Companies like Occidental Petroleum OXY, Diamondback Energy FANG, and Pioneer Natural Resources later posted double-digit annualized returns from 2016–2018.

A similar pattern emerged in 2020, when oil briefly went negative—insiders at companies like Apache APA, Devon Energy DNV, and ExxonMobil XOM made significant purchases, and their stocks multiplied several-fold over the next 12–18 months.

We are starting to see that kind of insider activity in the oilpatch once again

 Over at Permian Resources PR, board member William J. Quinn just bought 750,000 shares or$9.5 million worth. Quinn also picked up 300,000 shares last September.

Permian Resources is the biggest operator in the Delaware Basin and has been on a buying spree. They picked up Earthstone in 2023, financed entirely with equity, and expect to add over $225 million in annual cost savings. They have $2.5 billion in liquidity, and their debt was just upgraded by Moody's, S&P, and Fitch.

The stock is trading under book value and at a single-digit P/E. That's the kind of setup we like.

Meanwhile, Dorchester Minerals DMLP, one of my favorite royalty trusts, is seeing insider buying. CEO Bradley Ehrman just added to his stake, and the Dorchester Minerals Operating Company has been steadily buying shares.

This trust collects royalties on oil and gas production, with no operational costs. The dividend yield should end up around 10% this year.

Northern Oil and Gas NOG has also seen a shift.

 For most of the last year insiders were selling  small amounts of stock.

That changed last week. Directors Bahram Akhradi and Stuart Lasher just bought over $1.6 million worth of stock.
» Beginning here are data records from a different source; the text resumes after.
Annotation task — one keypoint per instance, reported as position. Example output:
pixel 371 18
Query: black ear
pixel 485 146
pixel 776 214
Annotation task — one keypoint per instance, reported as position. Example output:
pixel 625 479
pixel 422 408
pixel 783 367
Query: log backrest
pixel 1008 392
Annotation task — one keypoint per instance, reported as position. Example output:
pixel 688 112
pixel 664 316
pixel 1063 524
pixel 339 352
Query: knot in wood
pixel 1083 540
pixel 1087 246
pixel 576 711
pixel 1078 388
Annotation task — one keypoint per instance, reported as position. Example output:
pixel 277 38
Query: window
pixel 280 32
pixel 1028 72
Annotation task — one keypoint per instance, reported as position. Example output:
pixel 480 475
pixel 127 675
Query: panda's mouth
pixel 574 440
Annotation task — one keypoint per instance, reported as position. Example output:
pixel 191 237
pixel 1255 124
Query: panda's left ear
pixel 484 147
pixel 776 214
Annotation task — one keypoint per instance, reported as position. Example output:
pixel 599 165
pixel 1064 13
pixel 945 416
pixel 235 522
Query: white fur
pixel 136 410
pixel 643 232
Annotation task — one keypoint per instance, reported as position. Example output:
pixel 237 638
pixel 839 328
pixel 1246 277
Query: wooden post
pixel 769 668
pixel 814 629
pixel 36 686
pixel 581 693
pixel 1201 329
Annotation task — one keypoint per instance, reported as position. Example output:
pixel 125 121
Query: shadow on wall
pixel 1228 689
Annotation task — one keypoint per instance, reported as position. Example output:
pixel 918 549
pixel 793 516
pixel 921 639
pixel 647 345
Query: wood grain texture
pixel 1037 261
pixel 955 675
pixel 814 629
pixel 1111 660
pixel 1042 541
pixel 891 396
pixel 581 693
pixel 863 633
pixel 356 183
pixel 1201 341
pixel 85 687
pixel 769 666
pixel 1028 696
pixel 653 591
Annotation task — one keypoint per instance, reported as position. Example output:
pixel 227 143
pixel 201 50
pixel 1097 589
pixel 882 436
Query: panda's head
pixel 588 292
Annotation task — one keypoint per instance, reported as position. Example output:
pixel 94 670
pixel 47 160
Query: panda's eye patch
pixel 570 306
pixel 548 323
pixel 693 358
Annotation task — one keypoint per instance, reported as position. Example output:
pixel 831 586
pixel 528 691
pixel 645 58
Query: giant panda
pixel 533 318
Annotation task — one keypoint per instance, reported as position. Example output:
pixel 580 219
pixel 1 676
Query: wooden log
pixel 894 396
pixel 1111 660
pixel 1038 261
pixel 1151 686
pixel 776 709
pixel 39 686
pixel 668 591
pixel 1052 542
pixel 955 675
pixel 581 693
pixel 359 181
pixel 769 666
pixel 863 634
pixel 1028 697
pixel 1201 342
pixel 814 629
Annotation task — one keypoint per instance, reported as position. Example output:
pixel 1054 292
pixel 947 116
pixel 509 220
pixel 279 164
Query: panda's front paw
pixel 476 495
The stock is down to $27.88 from last year's high of $44.

With 11,000 wells across top basins, a focus on free cash flow, and a 6.5% dividend yield, this is another one that looks positioned for an eventual rebound.

Oil stocks have taken a beating.

But if you follow the insiders, they're telling you something: prices have fallen too far. And when oil bounces back—and it will—these companies are set up to win.